Students develop a knowledge, understandings and experience about:
- What nature is, what it is made of and how it works.
- The impact of people on the atmosphere and environment.
- The role of science, the community, politics and market forces in environmental decision-making.
- The responsibility as consumers and citizens to conserve and manage resources in ways that are fair to both present and future generations.
- The principles of ecological sustainability.
- Actions we can take to restore nature.
Students develop skills in:
- Identifying and assessing environmental problems.
- Communicating scientific and environmental messages to others.
- Resolving scientific and environmental issues.

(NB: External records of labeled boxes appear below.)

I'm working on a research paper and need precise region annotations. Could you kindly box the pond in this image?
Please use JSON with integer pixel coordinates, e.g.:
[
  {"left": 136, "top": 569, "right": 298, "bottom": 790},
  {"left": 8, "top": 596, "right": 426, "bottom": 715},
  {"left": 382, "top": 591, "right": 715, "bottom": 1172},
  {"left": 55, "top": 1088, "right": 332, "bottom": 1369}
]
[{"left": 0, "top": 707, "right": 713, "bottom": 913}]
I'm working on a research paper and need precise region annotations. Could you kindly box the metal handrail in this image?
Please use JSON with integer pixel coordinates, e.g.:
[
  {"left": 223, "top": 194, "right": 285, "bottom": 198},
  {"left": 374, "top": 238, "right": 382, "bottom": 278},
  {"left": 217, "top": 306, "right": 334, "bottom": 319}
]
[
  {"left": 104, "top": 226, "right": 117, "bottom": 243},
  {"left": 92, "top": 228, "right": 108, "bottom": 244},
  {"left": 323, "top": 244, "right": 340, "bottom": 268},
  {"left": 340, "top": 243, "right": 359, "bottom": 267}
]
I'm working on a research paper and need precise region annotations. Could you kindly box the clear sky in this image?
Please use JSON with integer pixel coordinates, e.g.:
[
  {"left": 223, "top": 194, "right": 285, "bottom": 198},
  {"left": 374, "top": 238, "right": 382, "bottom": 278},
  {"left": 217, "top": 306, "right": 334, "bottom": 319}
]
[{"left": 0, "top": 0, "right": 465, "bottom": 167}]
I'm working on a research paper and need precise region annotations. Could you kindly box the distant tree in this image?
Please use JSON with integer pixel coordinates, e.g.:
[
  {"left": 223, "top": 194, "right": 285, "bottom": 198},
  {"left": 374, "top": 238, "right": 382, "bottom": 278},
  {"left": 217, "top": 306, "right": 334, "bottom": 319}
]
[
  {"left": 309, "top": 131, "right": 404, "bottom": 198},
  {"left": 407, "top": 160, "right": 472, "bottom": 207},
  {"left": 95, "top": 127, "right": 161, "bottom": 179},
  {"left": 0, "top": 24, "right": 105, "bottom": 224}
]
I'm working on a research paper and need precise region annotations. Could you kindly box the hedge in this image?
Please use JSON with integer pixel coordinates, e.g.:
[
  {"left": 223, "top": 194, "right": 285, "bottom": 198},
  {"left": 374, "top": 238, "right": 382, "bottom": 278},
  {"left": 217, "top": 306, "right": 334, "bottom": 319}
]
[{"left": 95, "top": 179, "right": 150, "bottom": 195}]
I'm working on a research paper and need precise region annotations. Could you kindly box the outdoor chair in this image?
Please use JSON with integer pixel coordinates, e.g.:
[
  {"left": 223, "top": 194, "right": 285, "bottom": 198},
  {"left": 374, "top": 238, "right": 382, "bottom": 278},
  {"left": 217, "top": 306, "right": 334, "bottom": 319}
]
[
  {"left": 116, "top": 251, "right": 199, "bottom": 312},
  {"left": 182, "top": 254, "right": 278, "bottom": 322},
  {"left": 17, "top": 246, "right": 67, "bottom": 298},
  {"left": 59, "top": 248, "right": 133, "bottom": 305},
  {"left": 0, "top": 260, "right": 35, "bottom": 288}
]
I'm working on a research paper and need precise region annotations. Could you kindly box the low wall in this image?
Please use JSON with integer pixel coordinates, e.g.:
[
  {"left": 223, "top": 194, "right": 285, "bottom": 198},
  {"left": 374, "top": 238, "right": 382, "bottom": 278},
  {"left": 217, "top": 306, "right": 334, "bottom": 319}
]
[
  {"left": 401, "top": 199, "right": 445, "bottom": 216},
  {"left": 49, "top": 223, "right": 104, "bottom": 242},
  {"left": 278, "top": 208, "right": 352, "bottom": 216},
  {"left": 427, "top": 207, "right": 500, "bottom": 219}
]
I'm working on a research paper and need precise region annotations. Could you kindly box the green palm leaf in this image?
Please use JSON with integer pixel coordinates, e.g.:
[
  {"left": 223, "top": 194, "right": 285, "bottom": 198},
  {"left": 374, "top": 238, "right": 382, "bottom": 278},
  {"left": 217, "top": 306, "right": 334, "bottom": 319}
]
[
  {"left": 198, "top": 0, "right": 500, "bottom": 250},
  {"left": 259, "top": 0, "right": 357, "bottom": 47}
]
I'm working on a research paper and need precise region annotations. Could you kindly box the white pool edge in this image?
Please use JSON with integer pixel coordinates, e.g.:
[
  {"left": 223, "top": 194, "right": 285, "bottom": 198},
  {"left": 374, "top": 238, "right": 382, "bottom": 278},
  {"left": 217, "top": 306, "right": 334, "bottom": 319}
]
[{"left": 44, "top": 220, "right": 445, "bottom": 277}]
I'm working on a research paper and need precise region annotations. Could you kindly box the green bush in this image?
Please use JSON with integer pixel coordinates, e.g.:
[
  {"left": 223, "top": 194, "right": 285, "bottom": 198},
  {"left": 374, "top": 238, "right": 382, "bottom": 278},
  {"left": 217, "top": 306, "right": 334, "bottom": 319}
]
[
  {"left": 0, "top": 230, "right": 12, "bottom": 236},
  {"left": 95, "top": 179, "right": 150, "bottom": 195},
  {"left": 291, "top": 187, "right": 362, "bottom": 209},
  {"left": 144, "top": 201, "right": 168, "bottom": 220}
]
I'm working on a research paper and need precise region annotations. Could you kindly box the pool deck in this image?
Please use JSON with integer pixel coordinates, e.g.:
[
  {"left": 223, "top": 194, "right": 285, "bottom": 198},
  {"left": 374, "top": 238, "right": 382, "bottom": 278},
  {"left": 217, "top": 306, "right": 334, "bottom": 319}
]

- Adopting behaviours and practices that make the world a better place for animals, people and the environment.
- Evaluating the success of their actions.
Learning opportunities outside the classroom
What is learned inside the classroom needs to be reinforced and supported by what happens outside the classroom. Schools can initiate opportunities for action outside of the classroom including:
- Using special environmental events, days, celebrations and projects to complement learning in the curriculum about climate change and sustainability.
- Involving students in investigating, maintaining, revegetating and enhancing the school grounds and local environment.
- Working collaboratively with outreach programs such as Landcare, Our Patch, Urban Forest Biodiversity Program, Greening Australia, GreenFleet, Australian Conservation Trust for Volunteers, Waterwatch, Coastcare and Seagrass Watch into school programs.
- Including over 100 suggested activities, experiments and investigations in the Local Safari Book.
Schools are encouraged to:
We hope the Roots & Shoots School Resource Box encourages your school to promote biodiversity in schools and communities through projects such as;
- Raising funds through WOODiWILD and becoming a tree grower.
- Planting school gardens or nature corridors with endemic native plants.
- Getting involved in a bushcare project, plant a corridor, start a revegetation project or conserve a threatened species.
- Revegetating streams and creeks that flow though local areas.
- Constructing local wetlands.
- Adopting a patch of the catchment revegetating it and maintaining it in a healthy condition.
- Planting bush tucker gardens that can be integrated with Indigenous cultural awareness.
- Establishing bonds and bog gardens for frog and tadpole habitats.
- Developing butterfly friendly gardens with host plants for caterpillars.
- Establishing Bee Hotels and gardens.
- Planning habitat gardens with rocks and logs in sunny spots to attract lizards.
- Establishing storm water creek lines planted with sedges to clean storm-water runoff.
- Designing sitting circles with logs or boulders for outdoor learning activities.
- Establishing quiet places for students to sit and contemplate.
- Initiating bush trails with signage developed by students to help users identify species.
- Developing ephemeral wetlands.
- Planting grasslands with flowering meadow style native plants.
- Planting woodlands with under-storey.
The management of school grounds and surrounding areas can also be linked to other community projects, such as Landcare, NRM, Greening Australia and Conservation Volunteers Australia (CVA) projects.
Schools can work cooperatively with Local Councils and Catchment Management Authorities to restore degraded areas and plan for the future sequestration of carbon by the planting of new forests.